An epigenetic mechanism underlying chromosome 17p deletion-driven tumorigenesis

Chromosome copy number variations are a hallmark of human cancers and among them chromosome 17p loss is the most common one and associated with poor prognosis. Our previous work demonstrates that 17p deletions can promote tumorigenesis more than p53 loss. Herein, with multiple functional genetic strategies, we identify a new 17p tumor suppressor, PHD finger protein 23 (PHF23). PHF23 deficiency impaires B cell differentiation and promotes Myc-driven lymphoma. Mechanistically, PHF23, a H3K4me3 reader, directly binds and represses the deacetylation activity of the SIN3-HDAC complex through its N-terminus, which coordinates two major active histone markers H3K4me3 and H3K27ac for activation of downstream B cell-differentiation genes and tumor suppressors. Further, we show that dysregulation of the PHF23-SIN3-HDAC complex is essential for PHF23 deficiency-induced tumorigenesis and maintenance.
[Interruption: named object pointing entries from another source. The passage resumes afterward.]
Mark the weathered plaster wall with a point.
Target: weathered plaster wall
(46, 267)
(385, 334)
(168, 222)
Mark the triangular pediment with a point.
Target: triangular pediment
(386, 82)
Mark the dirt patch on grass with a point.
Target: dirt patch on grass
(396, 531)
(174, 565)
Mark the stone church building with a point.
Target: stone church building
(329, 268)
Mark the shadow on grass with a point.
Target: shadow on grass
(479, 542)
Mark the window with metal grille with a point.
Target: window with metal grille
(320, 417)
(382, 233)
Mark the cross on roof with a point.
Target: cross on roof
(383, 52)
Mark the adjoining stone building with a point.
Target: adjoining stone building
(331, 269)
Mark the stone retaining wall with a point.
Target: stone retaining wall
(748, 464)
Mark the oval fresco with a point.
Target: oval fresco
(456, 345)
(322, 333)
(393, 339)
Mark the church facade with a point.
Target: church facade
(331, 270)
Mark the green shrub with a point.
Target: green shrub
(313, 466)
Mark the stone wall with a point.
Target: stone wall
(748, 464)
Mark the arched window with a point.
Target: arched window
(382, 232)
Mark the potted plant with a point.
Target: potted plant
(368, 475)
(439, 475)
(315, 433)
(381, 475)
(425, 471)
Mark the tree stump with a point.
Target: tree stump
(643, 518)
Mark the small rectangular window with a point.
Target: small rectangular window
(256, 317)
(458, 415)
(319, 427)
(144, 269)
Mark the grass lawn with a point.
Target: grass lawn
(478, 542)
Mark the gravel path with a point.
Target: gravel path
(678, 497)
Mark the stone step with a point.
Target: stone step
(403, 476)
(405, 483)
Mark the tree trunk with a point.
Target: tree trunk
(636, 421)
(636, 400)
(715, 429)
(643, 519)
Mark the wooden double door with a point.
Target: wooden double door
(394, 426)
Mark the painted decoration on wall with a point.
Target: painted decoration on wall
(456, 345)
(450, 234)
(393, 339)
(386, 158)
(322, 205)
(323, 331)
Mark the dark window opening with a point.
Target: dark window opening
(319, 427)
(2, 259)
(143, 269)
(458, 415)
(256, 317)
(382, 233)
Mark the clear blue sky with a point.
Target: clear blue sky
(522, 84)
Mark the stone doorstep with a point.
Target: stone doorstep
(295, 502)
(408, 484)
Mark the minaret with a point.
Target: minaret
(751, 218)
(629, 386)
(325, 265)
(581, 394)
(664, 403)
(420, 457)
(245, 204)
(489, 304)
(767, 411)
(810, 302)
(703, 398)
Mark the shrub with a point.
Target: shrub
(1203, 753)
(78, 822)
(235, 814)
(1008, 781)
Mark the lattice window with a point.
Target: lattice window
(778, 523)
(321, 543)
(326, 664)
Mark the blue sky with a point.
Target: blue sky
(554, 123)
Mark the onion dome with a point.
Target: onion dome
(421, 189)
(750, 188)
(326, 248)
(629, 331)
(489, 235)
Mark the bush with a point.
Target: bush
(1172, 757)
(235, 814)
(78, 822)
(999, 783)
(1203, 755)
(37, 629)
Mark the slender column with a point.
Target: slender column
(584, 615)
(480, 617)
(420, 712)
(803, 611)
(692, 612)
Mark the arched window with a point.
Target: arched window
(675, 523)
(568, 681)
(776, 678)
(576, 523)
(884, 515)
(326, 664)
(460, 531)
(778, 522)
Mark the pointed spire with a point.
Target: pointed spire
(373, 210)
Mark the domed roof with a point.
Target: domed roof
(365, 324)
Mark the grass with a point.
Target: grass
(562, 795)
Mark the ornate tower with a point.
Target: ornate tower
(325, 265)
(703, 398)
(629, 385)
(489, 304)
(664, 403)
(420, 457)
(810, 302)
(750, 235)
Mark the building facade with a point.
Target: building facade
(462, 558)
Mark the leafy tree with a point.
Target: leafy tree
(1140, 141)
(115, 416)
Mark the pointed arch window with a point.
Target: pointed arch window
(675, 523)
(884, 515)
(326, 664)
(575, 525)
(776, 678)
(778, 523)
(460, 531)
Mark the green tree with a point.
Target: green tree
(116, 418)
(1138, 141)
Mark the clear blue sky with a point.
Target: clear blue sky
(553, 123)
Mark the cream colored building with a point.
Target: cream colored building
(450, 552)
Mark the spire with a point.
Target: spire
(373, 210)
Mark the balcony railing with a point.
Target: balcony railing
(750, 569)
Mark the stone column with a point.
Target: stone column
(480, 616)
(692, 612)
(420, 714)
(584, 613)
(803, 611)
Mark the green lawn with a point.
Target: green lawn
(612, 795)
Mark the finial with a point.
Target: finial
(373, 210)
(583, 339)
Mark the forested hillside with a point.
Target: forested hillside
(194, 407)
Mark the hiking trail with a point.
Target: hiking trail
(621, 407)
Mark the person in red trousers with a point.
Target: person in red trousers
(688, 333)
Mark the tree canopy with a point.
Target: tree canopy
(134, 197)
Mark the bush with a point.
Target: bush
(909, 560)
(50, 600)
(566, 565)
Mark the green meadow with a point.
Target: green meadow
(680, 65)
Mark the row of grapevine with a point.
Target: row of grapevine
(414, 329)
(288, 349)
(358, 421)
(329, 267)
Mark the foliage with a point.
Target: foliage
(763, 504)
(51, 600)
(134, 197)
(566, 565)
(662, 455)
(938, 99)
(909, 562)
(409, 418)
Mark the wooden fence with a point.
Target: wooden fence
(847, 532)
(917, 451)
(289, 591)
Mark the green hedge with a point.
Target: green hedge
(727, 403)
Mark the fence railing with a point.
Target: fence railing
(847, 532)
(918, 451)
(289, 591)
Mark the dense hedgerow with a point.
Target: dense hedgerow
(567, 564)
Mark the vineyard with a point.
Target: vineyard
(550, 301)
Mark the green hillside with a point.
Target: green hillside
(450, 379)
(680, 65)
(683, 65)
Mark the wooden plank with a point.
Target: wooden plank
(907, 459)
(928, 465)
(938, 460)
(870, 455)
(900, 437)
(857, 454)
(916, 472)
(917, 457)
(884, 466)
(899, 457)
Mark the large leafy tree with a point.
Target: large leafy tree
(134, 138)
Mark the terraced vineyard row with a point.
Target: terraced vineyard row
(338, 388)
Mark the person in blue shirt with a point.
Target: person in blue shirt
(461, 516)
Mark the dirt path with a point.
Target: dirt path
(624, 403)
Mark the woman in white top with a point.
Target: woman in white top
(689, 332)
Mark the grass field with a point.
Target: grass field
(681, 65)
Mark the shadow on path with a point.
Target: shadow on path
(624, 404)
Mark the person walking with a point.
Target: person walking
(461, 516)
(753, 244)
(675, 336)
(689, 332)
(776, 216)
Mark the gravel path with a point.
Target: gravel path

Hence, our study reveals a novel epigenetic regulatory mechanism that contributed to the pathology of 17p deleted cancers and suggests novel susceptibility of this miserable disease. Bulk RNAseq on shPhf23 and shRen(control) in both pre-B cells and lymphoma cells. Bulk RNAseq on Hdac_inhibitor-treated lymphoma cells. CHIP-seq on PHF23, HDAC1, H3K4me3 and H3K27ac in Ba/F3 cells. Drug 264 is Chidamide (Tucidinostat); drug 67 is Entinostat.